Dopo più di 100 anni la Pulcinella di Mare torna nel Golfo di Taranto

La scoperta dei ricercatori Jonian Dolphin Conservation confermata dal Centro Studi di Bari

TARANTO - Ha impiegato più di 100 anni per tornare, ma lo ha fatto. Ad imbattersi casualmente nell’agognato ritorno sono stati i ricercatori della Jonian Dolphin Conservation confermato dal Centro Studi de Romita. Durante una normale perlustrazione in mare i ricercatori hanno avvistato il rarissimo uccello marino Pulcinella di mare che nello Ionio mancava dalla fine dell’800. Si tratta di una eccezionale scoperta ed è la conferma che il Golfo di Taranto è uno straordinario scrigno di biodiversità.

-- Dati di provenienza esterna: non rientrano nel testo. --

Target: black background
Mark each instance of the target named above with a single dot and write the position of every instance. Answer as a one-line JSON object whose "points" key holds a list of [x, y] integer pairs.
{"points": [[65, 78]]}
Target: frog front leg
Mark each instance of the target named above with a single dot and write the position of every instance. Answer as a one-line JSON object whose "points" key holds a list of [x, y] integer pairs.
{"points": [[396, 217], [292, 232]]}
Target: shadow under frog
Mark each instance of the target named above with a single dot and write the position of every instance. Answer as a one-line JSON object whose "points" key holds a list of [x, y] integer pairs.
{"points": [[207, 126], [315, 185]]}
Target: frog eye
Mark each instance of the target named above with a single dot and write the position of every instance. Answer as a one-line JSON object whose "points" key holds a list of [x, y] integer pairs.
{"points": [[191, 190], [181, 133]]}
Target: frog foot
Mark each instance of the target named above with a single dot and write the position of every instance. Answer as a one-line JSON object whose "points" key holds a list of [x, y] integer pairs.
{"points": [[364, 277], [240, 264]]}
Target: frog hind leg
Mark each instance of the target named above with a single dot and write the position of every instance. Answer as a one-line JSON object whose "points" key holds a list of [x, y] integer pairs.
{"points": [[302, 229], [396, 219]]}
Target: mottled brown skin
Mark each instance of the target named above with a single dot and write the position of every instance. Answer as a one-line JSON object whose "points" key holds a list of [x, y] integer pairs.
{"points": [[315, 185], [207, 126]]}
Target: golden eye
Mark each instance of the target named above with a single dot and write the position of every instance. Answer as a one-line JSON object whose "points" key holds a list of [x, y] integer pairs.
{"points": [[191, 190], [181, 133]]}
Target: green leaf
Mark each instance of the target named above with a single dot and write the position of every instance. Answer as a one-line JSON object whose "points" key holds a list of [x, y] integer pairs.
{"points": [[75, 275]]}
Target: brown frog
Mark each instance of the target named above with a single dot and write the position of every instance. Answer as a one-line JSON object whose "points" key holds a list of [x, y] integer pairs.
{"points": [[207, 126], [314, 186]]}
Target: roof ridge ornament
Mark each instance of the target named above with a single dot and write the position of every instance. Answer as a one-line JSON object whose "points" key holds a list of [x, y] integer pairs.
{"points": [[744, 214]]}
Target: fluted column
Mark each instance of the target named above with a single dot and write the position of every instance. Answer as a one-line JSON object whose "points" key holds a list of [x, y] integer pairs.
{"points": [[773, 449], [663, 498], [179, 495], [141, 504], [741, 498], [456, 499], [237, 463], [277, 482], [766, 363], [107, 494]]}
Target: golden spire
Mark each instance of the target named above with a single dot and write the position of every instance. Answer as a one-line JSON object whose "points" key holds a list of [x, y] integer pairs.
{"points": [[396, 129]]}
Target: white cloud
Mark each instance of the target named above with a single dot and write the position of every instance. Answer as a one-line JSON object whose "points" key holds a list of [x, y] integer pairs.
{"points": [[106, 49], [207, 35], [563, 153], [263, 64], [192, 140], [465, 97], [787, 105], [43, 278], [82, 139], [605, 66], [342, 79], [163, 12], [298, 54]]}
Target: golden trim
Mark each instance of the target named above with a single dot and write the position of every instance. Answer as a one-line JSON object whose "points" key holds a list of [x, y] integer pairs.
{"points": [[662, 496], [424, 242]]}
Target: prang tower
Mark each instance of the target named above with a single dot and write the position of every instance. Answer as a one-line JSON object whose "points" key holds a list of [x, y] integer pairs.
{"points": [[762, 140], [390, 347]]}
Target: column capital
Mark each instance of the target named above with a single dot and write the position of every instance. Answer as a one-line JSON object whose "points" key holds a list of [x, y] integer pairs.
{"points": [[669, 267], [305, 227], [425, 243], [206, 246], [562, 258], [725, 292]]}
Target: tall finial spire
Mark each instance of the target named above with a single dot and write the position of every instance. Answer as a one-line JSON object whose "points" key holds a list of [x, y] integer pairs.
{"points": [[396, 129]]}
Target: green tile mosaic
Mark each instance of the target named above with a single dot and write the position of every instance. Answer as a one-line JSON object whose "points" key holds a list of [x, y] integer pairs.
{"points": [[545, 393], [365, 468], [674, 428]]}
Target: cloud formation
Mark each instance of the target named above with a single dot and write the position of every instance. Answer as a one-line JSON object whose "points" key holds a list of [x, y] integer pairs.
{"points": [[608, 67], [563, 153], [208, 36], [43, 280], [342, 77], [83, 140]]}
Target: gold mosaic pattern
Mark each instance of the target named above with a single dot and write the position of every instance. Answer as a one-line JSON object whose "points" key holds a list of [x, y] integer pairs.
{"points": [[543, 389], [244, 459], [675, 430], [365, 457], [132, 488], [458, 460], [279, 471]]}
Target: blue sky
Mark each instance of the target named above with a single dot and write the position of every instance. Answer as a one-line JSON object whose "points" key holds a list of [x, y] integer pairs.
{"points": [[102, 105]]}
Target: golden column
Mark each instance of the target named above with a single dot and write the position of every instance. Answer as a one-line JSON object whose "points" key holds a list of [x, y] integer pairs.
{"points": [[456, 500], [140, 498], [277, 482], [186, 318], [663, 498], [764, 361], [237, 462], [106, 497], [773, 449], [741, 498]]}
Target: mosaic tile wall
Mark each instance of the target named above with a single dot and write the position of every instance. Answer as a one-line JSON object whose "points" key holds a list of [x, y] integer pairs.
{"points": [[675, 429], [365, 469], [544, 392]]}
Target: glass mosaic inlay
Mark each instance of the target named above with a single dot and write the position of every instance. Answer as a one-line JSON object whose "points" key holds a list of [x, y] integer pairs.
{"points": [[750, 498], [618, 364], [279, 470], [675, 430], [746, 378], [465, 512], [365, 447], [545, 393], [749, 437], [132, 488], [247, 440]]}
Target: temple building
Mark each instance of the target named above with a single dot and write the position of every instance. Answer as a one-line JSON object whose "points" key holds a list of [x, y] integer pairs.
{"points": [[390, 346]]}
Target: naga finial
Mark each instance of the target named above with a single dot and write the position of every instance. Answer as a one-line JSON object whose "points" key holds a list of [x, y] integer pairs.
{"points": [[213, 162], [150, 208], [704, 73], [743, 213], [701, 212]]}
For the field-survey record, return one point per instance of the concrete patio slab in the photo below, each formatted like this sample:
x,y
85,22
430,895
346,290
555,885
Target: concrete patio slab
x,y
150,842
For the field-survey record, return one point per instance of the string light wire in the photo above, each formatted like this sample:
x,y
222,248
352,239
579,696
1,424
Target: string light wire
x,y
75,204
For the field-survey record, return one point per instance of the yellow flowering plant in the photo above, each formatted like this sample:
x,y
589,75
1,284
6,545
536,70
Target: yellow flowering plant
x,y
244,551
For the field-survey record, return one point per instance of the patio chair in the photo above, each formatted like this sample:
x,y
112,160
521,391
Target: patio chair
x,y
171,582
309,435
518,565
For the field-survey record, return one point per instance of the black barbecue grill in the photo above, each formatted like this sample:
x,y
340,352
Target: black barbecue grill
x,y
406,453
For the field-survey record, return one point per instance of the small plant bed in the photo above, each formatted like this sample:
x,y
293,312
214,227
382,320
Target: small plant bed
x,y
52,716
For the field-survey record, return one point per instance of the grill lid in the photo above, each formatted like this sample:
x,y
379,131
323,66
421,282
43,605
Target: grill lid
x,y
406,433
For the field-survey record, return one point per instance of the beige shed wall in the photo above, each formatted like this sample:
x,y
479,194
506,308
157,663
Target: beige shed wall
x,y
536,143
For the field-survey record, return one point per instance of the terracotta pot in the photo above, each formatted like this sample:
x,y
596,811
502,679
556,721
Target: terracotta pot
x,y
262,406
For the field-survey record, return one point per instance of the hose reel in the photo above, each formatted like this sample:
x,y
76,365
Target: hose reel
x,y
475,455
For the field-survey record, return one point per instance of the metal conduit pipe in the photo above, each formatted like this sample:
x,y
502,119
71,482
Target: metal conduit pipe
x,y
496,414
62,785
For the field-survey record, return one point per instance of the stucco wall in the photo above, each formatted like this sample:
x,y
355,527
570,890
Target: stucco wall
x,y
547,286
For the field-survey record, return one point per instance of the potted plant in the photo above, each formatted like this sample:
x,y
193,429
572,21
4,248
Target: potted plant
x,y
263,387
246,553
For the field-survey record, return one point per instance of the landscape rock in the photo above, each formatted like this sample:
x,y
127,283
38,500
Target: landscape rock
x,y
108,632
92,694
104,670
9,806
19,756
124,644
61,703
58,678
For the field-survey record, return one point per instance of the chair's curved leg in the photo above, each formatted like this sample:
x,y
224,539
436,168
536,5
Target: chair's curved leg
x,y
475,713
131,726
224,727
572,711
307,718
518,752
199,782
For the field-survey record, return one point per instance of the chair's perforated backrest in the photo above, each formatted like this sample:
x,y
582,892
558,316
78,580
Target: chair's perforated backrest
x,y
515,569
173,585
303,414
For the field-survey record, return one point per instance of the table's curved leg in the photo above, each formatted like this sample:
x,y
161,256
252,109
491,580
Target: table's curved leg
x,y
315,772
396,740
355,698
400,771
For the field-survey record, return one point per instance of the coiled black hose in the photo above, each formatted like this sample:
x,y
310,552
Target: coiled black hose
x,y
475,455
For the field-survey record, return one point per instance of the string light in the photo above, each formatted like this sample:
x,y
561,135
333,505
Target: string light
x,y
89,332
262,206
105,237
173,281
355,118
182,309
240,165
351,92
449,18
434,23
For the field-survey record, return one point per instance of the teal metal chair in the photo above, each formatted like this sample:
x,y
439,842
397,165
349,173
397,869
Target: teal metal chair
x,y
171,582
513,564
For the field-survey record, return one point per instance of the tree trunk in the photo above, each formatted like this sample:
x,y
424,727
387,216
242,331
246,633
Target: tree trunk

L’avvistamento è avvenuto nel Mar Ionio Settentrionale, a circa otto miglia dalla costa tarantina. E’ qui che è stato notato e fotografato uno splendido esemplare di Pulcinella di Mare documentandone la presenza. Il suo nome scientifico è “Fratercula arctica” ed è un uccello marino bianco e nero con una testa relativamente grossa ed un inconfondibile grande becco colorato, sembianze che lo rendono estremamente simpatico ai nostri occhi. L’importanza dell’avvistamento è stata confermata dagli esperti ornitologi del Centro Studi de Romita, importante istituto di ricerca scientifica che da quattro anni ha avviato con la Jonian Dolphin Conservation una collaborazione per il monitoraggio degli uccelli marini nel Golfo di Taranto, con particolare riguardo alle specie prevalentemente pelagiche.

«Il Pulcinella di Mare – ha spiegato l’ornitologo Cristiano Liuzzi – è una specie tipica delle scogliere dell’oceano Atlantico settentrionale, in particolare dei paesi del Nord Europa, come l’Islanda, quindi i suoi avvistamenti nel Mediterraneo sono molto rari, quasi esclusivamente limitati al Mar Tirreno settentrionale: l’ultima segnalazione precedentemente registrata nel Golfo di Taranto risale addirittura alla fine dell’800».

Da diversi anni gli ornitologi del centro di Bari effettuano perlustrazioni e campionamenti con i ricercatori della Jonian Dolphin Conservation (Jdc) di Taranto, a bordo di catamarani, ed ogni volta si sono effettuate «osservazioni interessanti che hanno permesso – aggiunge Liuzzi - la raccolta di una importante mole di dati su specie rare di uccelli marini».

Le campagne di monitoraggio scientifico della Jdc sono servite pure ad analizzare qualità e specie della biodiversità marina mettendo in evidenza l’importanza del Golfo di Taranto come «habitat di numerose specie marine e ancora una volta - ha commentato Roberto Carlucci, professore di Ecologia del Dipartimento di Biologia dell’Università di Bari – questo sottolinea l’urgente necessità di istituire una Zona di Protezione Speciale ai sensi della direttiva 147/2009/CE finalizzata alla tutela del patrimonio di diversità biologica dell’area».

La Jdc di Taranto da sempre è impegnata nello studio dei cetacei del Golfo di Taranto e organizzando campagne di osservazione nonché visite escursioniste aperte a turisti ogni giorno dedicato al mare ed alla sua fauna diventa «una grande avventura – ha raccontato Stefano Bellomo, ricercatore Jdc – che ci porta a fare nuove scoperte. Conosciamo sempre meglio i cetacei del Golfo di Taranto e rimaniamo estasiati dall’importantissimo patrimonio naturalistico del “nostro” mare. Appena avvistato il raro Pulcinella di mare a bordo del catamarano eravamo entusiasti e la nostra prima preoccupazione è stata immortalare questo straordinario momento. Ancora più bello è stato condividere questa emozione con gli ospiti a bordo del nostro programma “ricercatore per un giorno” che permette a tutti di vivere con noi in mare una esperienza di citizen scienze».

orologi replica E così Taranto continua a regalarci novità in tema di natura e ambiente in maniera positiva che contrasta fortemente la sua notorietà di città inquinata e che manda messaggi importanti a tutti a partire dalla volontà della natura stessa di volersi riappropriare di quei luoghi che le sono stati tolti.